CNN quotes Mr. Halappanavar:
Halappanavar says he will settle for nothing less than a full public inquiry — one in which the wider health service, not just his wife’s death, is investigated by independent experts.
“Every single person in the family asked me how could this happen in a place like Ireland in the 21st century, because it was just so simple,” he said.
“When they knew the baby was not going to survive, why not think about the bigger life which was the mother, my wife Savita? And they didn’t.”

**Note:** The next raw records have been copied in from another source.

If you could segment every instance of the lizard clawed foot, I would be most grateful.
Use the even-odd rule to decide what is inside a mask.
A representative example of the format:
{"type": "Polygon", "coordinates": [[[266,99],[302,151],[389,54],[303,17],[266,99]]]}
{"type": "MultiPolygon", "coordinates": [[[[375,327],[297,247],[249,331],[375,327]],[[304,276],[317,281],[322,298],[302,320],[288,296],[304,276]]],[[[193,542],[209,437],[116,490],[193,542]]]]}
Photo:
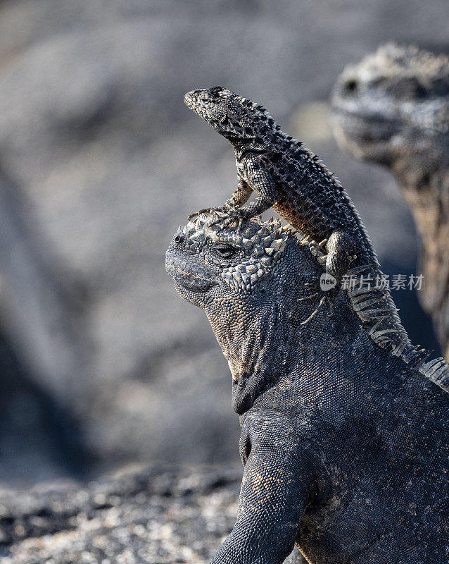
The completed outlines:
{"type": "Polygon", "coordinates": [[[239,233],[241,228],[241,222],[248,217],[245,210],[241,209],[241,208],[229,209],[229,207],[225,208],[225,210],[222,217],[215,219],[210,223],[210,226],[216,225],[218,229],[221,231],[236,223],[237,233],[239,233]]]}

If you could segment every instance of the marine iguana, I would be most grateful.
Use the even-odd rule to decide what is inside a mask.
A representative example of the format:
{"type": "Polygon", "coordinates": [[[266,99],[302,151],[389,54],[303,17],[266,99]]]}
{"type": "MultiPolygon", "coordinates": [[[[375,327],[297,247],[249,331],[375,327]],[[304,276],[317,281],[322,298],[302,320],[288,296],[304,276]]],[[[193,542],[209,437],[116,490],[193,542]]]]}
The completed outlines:
{"type": "Polygon", "coordinates": [[[313,564],[445,562],[448,394],[377,346],[346,292],[320,293],[307,237],[220,217],[180,227],[166,254],[240,415],[238,517],[212,564],[280,564],[295,544],[313,564]]]}
{"type": "Polygon", "coordinates": [[[239,185],[226,204],[215,209],[224,212],[215,220],[219,225],[254,217],[272,206],[293,227],[321,242],[315,247],[324,250],[326,245],[322,254],[327,256],[321,259],[337,286],[344,275],[360,276],[348,293],[379,345],[426,376],[436,369],[449,374],[443,359],[426,364],[430,353],[411,345],[389,290],[377,283],[384,274],[365,226],[348,194],[317,157],[286,135],[262,106],[222,87],[187,92],[184,102],[228,139],[235,152],[239,185]],[[258,197],[241,207],[253,190],[258,197]]]}
{"type": "Polygon", "coordinates": [[[334,132],[397,178],[422,242],[419,298],[449,359],[449,57],[387,44],[348,66],[332,95],[334,132]]]}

All he wants, he said, is the truth.
*Editor’s note: An original version of this story reported an incorrect assessment of Irish law. GMP’s MediaHound explains the issue more fully:
I would point all readers to the article Eilís Mulroy: Pro-choice side must not hijack this terrible event – Published in the Irish Independent News paper Thursday November 15 2012 .
As it says:
The question that needs to be asked is: was Ms Halappanavar treated in line with existing obstetrical practice in Ireland? In this kind of situation the baby can be induced early (though is very unlikely to survive). The decision to induce labour early would be fully in compliance with the law and the current guidelines set out for doctors by the Irish Medical Council.
Those guidelines allow interventions to treat women where necessary, even if that treatment indirectly results in the death to the baby. If they aren’t being followed, laws about abortion won’t change that.
The guidelines were set in 2001 and updated in 2009. – Please do note the most careful tone and words used. First amendment may apply to some – but it is NOT universal.
It would appear that there could be legal questions and even police investigation around the events, and how some chose to interpret national medical guidelines – which appear to have not been followed and which appear to have caused the death of Ms Halappanavar. Of course, that can only be mere speculation and full facts and medical details are now covered by the Statutory Investigation that is ongoing – and even covered by other laws which prevent comment – accurate, ill-judge or just plain hyperbole … or worst still Political Exploitation!
Beyond that the following is highly significant:
Any debate on the issue of abortion should be carried out in a reasonable manner. It does no service to Savita’s memory to use her tragic death as an impetus for legislation that is bad for both women and their babies.
Any investigation into the circumstances surrounding Savita’s death will happen against the backdrop of another investigation into the practices of health professionals when dealing with pregnant women in Ireland.
As a result of an undercover investigation published by the Irish Independent last month, the HSE has launched an investigation into crisis pregnancy counselling services in Ireland that were found to be giving illegal and life-threatening advice.